I'll give it a shot. How long are the excerpts?


----------



## jurianbai

I would like to listen the excerpt too, but can't promise to give you immediately feedback.


----------



## Discobole

Thank you for joining, that makes 4 of you


----------



## iracema1

I would like to participate!


----------



## Vaneyes

I'll do it, hit me.

On second thought, having seen the website, I probably have to register...so, no thanks.


----------



## Discobole

Register to what ? What website ? What are you talking about 
And do you still want to join ?


----------



## ComposerOfAvantGarde

A substantial portion of the website I cannot understand. Is it just me or is it written in French?


----------



## Discobole

You don't need to register anywhere, I was just indicating the other forum where I gathered participants, but there is no need to post over there, as I intend to organize an englishspeaking counterpart on this forum, kind of a mirror if it makes things clearer.


----------



## mmsbls

@Vaneyes, ComposerOfAvantGarde: The website listed in the OP has nothing to do with this exercise. You don't need to visit it, register, or have anything to do with it to participate. Discobole will PM you the selections for you to listen to.


----------



## Kopachris

Okay, here are my votes for group E: (Spoiler alert!)
E1: rests are too long, but a very clear recording
E2: even slower but more even tempo, also very clear recording; very easy to hear minor defects in performance (this applies to all the recordings)
E3: slightly different intro, better pace, more reverb in recording, greater dynamic range
E4: also has a lot of reverb, faster pace but still has long rests, more compressed dynamic range, recording seems of lower-quality equipment

FINAL VOTE
E3
E2
E4
E1


----------



## ComposerOfAvantGarde

Okay I would definitely like to participate.


----------



## Discobole

Great, I just sent you your group.

Let me remind you all that I can send you a second group or even more, if you wish to listen more than 4 versions.

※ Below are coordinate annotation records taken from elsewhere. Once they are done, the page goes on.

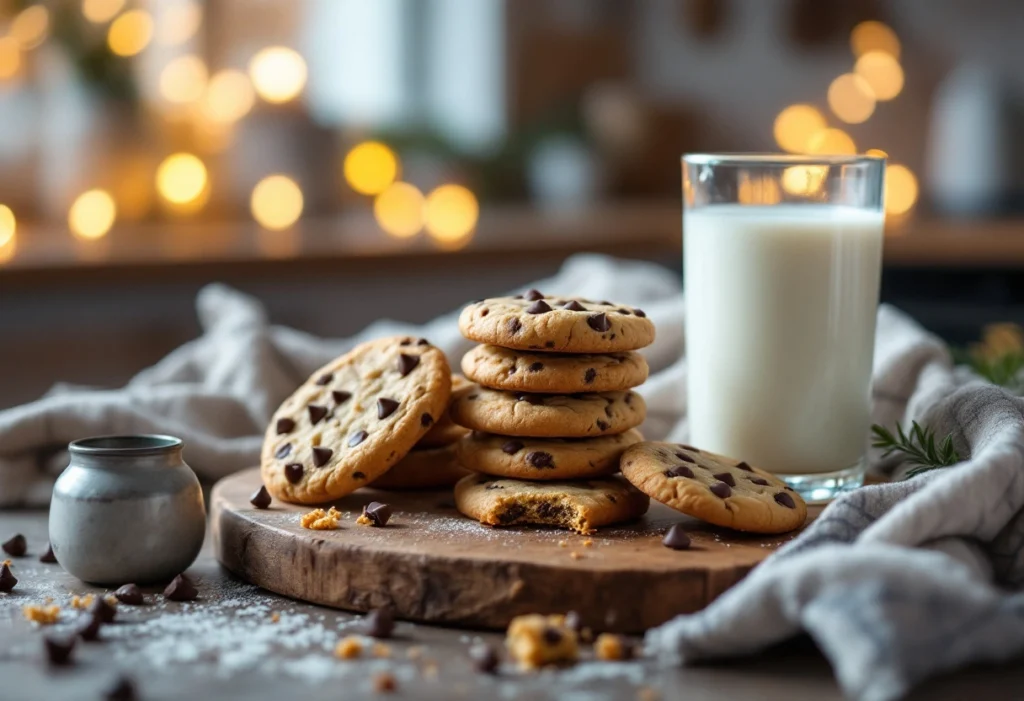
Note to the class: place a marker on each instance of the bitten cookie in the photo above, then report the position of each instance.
(582, 506)
(545, 458)
(502, 368)
(713, 488)
(353, 419)
(568, 324)
(553, 415)
(424, 469)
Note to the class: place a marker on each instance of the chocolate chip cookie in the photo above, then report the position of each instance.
(567, 324)
(424, 469)
(581, 506)
(353, 419)
(551, 415)
(714, 488)
(502, 368)
(545, 458)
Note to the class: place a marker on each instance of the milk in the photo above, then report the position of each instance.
(780, 309)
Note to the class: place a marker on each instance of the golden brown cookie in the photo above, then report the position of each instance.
(582, 506)
(714, 488)
(502, 368)
(552, 415)
(354, 419)
(545, 458)
(566, 324)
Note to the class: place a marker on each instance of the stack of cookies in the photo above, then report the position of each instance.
(552, 410)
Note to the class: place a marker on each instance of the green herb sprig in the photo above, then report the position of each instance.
(918, 447)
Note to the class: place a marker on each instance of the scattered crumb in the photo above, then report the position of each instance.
(320, 520)
(44, 615)
(348, 648)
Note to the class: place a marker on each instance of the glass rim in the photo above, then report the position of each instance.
(781, 160)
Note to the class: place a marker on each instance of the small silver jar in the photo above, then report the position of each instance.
(127, 510)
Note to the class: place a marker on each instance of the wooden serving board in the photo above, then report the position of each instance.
(432, 564)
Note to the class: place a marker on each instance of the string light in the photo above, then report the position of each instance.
(276, 202)
(451, 214)
(399, 210)
(795, 126)
(130, 33)
(370, 168)
(92, 214)
(279, 74)
(181, 178)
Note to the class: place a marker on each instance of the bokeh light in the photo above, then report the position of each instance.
(796, 125)
(370, 168)
(31, 26)
(279, 74)
(181, 178)
(850, 98)
(832, 142)
(901, 189)
(92, 214)
(130, 33)
(229, 96)
(399, 210)
(183, 80)
(882, 72)
(100, 11)
(873, 36)
(451, 215)
(276, 202)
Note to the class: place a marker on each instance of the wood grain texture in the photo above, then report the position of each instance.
(431, 564)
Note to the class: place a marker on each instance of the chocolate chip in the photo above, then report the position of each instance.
(721, 490)
(58, 649)
(680, 471)
(785, 499)
(726, 477)
(322, 455)
(484, 658)
(599, 322)
(676, 538)
(129, 595)
(48, 556)
(511, 447)
(293, 472)
(379, 623)
(385, 407)
(378, 513)
(260, 497)
(316, 412)
(541, 459)
(16, 546)
(180, 588)
(408, 363)
(7, 579)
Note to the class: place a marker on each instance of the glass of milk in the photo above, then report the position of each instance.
(781, 264)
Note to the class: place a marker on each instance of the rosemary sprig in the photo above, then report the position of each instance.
(918, 447)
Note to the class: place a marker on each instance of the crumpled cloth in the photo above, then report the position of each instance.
(895, 582)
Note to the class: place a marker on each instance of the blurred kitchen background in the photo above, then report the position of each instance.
(348, 160)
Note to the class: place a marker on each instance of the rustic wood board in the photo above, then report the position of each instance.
(432, 564)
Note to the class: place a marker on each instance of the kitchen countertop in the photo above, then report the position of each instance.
(227, 645)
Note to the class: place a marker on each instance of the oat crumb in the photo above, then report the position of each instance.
(320, 520)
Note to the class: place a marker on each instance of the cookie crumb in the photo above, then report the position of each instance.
(320, 520)
(348, 648)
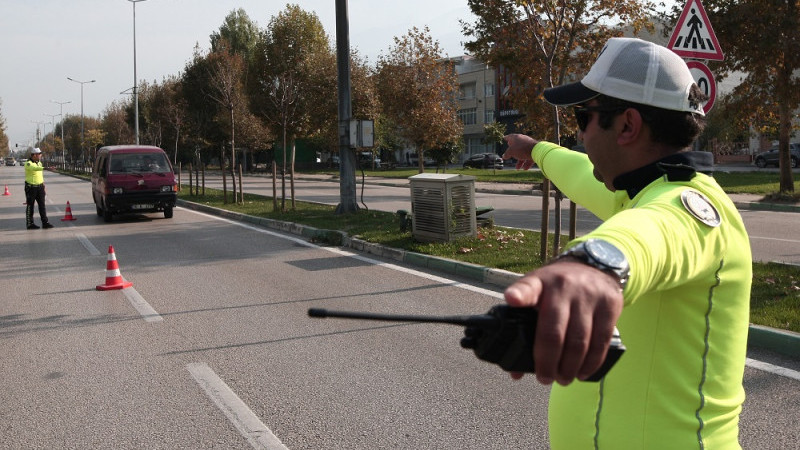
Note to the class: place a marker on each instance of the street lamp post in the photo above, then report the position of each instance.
(53, 125)
(135, 78)
(81, 83)
(63, 144)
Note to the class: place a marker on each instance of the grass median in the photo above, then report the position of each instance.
(775, 293)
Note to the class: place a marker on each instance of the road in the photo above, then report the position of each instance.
(211, 347)
(774, 236)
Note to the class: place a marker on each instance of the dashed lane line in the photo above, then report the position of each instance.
(240, 415)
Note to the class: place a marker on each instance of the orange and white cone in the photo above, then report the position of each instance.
(114, 278)
(68, 214)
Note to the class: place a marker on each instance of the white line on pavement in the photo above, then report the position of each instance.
(771, 368)
(242, 417)
(148, 313)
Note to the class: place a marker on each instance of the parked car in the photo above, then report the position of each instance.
(133, 179)
(770, 157)
(366, 159)
(484, 161)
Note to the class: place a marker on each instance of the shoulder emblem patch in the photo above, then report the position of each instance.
(700, 207)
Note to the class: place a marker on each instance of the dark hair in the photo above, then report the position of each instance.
(674, 128)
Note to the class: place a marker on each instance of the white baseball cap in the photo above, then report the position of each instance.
(634, 70)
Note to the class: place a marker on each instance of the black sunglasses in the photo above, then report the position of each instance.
(582, 113)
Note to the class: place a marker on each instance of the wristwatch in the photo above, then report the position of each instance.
(601, 255)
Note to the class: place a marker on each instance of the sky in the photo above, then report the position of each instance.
(42, 42)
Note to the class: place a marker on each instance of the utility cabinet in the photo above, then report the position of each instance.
(442, 207)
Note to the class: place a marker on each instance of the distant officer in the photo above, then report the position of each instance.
(34, 190)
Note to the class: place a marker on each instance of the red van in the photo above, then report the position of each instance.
(133, 179)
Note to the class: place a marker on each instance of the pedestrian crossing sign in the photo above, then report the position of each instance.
(693, 37)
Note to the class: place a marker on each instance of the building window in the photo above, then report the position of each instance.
(467, 90)
(468, 116)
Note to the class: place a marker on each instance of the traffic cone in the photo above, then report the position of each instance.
(114, 278)
(68, 214)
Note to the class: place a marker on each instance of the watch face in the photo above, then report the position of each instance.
(605, 253)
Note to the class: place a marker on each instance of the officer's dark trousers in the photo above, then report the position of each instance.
(34, 193)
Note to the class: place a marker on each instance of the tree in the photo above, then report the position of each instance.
(544, 44)
(760, 39)
(446, 152)
(226, 71)
(418, 88)
(202, 129)
(290, 56)
(237, 34)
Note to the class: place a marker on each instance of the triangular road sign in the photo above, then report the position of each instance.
(693, 37)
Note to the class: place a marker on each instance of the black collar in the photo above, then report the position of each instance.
(677, 167)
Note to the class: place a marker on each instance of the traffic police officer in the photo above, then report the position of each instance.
(34, 190)
(670, 266)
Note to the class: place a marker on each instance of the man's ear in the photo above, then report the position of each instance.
(630, 126)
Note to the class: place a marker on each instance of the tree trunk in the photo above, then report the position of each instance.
(291, 174)
(283, 172)
(222, 169)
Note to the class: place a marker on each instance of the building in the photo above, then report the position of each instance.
(477, 103)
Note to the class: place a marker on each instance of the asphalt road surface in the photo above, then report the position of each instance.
(774, 236)
(212, 347)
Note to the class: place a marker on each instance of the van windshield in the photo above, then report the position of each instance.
(138, 163)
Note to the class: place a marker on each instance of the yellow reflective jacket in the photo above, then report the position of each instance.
(685, 321)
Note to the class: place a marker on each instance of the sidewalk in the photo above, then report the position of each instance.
(742, 201)
(786, 343)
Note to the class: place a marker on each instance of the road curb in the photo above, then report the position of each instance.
(783, 342)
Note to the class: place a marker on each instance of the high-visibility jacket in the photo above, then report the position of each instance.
(685, 320)
(34, 172)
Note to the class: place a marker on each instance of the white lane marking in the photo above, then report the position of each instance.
(750, 362)
(147, 312)
(88, 245)
(774, 239)
(771, 368)
(240, 415)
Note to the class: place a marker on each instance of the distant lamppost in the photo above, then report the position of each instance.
(81, 83)
(135, 78)
(63, 144)
(53, 125)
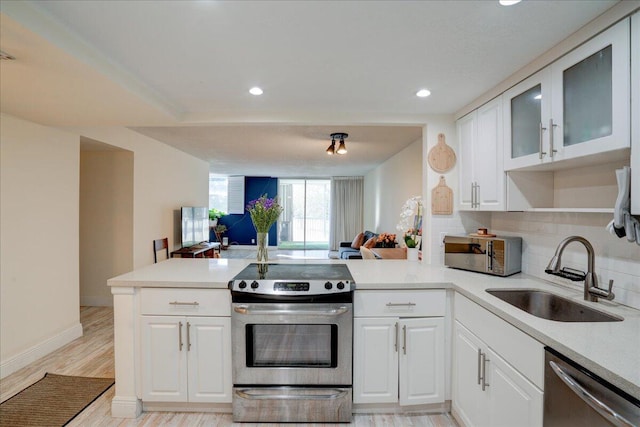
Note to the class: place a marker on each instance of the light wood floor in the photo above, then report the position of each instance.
(92, 356)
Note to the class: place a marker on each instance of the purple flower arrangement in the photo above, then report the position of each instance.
(264, 212)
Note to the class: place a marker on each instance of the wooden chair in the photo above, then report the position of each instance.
(158, 245)
(366, 253)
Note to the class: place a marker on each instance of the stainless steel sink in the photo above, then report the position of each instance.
(547, 305)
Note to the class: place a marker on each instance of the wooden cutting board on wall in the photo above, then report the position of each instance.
(441, 157)
(442, 198)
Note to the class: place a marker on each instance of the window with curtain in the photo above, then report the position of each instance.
(347, 212)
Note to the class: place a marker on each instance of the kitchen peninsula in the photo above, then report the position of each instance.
(608, 349)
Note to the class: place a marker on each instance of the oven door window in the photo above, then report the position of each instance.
(292, 345)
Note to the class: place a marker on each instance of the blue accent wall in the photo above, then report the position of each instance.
(240, 229)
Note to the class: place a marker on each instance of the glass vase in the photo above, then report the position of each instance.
(412, 254)
(262, 246)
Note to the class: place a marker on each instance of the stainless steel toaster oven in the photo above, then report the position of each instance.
(500, 256)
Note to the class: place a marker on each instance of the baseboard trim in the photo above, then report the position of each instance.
(40, 350)
(126, 407)
(93, 301)
(395, 408)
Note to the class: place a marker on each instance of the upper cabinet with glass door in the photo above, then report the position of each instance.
(578, 106)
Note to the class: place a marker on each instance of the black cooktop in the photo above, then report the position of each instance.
(295, 272)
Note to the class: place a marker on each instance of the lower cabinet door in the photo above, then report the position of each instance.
(468, 396)
(375, 355)
(421, 360)
(513, 400)
(164, 359)
(209, 356)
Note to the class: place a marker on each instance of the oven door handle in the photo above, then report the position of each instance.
(331, 394)
(599, 406)
(246, 309)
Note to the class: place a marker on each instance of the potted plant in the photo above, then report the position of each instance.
(214, 216)
(219, 230)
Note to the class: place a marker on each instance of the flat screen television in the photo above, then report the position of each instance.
(194, 225)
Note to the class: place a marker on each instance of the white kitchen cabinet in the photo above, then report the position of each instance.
(635, 114)
(575, 108)
(482, 178)
(399, 351)
(185, 358)
(527, 109)
(488, 390)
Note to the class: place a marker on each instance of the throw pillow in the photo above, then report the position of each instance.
(357, 241)
(371, 243)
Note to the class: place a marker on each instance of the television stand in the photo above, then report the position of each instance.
(198, 251)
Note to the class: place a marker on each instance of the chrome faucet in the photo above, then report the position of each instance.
(591, 289)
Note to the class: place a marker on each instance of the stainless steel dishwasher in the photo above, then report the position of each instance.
(574, 396)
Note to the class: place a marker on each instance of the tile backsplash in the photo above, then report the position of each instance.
(541, 233)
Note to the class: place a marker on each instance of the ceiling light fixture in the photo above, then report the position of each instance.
(332, 148)
(342, 149)
(5, 55)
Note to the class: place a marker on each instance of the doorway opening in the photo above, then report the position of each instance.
(304, 222)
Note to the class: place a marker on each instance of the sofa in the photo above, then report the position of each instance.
(347, 249)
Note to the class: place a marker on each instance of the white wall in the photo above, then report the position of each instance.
(106, 222)
(164, 179)
(39, 239)
(541, 232)
(387, 187)
(39, 302)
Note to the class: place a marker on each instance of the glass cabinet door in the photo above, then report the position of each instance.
(590, 89)
(587, 102)
(526, 115)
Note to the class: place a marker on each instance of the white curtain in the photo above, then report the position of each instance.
(347, 195)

Here are groups & participants here until now :

Group A : iracema1 (+ 4 others on GMG and Classik)
Group B : jurianbai (+ 4)
Group C : mleghorn ; ComposerOfAvantGarde (+ 3)
Group D : mmsbls (+ 4)
Group E : Kopachris (+ 3)


----------



## PetrB

kv466 said:


> Listening to twenty versions of the same piece is just another weekend for some of us.


But people really do get paid to do this sort of thing


----------



## Discobole

I'm still waiting for a few votes here (iracema1, mleghorn, ComposerOfAvantGarde) and on the other forums. Things are looking interesting and, as you can imagine, there will be several surprises, maybe even big ones among those who will be eliminated...


----------



## Discobole

I can already announce results for groups B and E. Still waiting for a few votes in groups A, C and D.

As always with the Condorcet method I start by compiling preferences for each couple of versions. Then, if there are paradoxes or equal scores, I use the mean ranking of each version to solve the problems. That allows me to find the ranking. More details here (in French).

*Group B : Results*

5 voters in this group.
Ranking :

*1st : B4* --> qualified for Finals
2nd : B3 --> eliminated
3rd : B1 --> eliminated
4th : B2 --> eliminated

The eliminated versions are :

*4th (B2) Quatuor Pascal (Concert Hall, 1952)*

This was a pioneer version, the most widely sold complete set of Beethoven quartets in its time. I just love it, I find it savage, violent, thrilling, but voters didn't agree...
The last quartets have been re-released by Forgotten Records.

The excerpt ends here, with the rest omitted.